Second, there was a more NFSW video of adorable tween (and younger) girls in tutus dropping angry “F-Bombs for Feminism.” (I won’t link to the video here because there are questions regarding the business practices of the group behind the video.) I admit, the juxtaposition of glitter, pink satin, and purple prose got me to click and watch. But it sincerely rubbed me the wrong way, and I’m a flag-flying feminist ready to support the cause. Yes, I swear. I use profanity because I’m a grownup who writes and loves words and their power. The pen is mightier, etc., and so is a well-placed obscenity. However, I don’t throw vulgar words out like confetti, and you’ll never catch me dropping bombs in a professional environment. Pretty much.

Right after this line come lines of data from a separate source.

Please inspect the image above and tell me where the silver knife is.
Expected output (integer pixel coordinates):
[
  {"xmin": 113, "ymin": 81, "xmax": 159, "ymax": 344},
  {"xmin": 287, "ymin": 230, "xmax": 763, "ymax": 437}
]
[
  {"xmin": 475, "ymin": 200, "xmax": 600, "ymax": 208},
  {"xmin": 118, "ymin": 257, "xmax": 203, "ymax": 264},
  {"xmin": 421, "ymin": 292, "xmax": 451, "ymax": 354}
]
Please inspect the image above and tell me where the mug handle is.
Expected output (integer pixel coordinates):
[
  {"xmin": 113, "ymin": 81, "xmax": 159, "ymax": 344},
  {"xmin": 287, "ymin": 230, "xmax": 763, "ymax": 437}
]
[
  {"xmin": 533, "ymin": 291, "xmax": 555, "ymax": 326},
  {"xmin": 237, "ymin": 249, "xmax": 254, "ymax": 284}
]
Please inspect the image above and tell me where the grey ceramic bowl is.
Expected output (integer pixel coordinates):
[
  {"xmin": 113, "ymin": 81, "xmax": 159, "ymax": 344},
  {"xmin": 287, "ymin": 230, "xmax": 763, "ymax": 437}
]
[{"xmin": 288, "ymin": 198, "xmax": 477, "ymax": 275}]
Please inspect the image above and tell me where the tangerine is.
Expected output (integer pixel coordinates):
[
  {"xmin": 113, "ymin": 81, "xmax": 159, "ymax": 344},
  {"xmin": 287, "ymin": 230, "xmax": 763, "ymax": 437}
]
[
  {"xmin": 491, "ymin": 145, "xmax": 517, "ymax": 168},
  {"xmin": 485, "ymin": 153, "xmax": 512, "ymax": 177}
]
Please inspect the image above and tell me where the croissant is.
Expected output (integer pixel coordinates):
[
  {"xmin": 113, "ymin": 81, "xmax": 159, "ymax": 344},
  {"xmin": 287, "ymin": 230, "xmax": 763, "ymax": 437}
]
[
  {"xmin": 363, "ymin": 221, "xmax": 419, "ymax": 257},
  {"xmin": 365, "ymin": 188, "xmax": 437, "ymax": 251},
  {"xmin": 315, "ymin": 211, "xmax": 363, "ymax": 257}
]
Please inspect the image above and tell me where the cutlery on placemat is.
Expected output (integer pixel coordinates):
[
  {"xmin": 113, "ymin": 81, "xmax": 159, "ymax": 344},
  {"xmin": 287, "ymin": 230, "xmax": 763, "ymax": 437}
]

But as these girls in pink tutus swore and swore and swore some more in the video, I lost the whole message of the piece. Each “F” felt like the pounding in of a nail. Compare that to the giggles I get after every F-bomb dropped by our gift-from-the-universe, Mr. Burton. He’s a grownup. And it’s relatable. It’s a crass but high-quality book built off the frustrating stanza many of us, as parents, have had running through our heads at some point. Imagine, a childhood icon, doing something he does on his show for kids (coming back soon!), but doing it for grownups and swearing up a storm. The girls in the feminism video, however, dropping 20 more “F”s than needed to extol the virtues of equality for women? (By the way, Burton doesn’t win simply because he’s an adult male. Flip him with Amy Poehler, Uzo Aduba or the kid who plays Farkle on Girl Meets World and I’d still be there.)

As for the “F” tutu girls (and their producers), I’d tell them what I tell my young daughter—who, by the way, despite her mother’s love and colorful use of crass language outside of her earshot (mostly), does not swear at all: Words are powerful. Use these powers only when productive and appropriate, or you’re f***ed.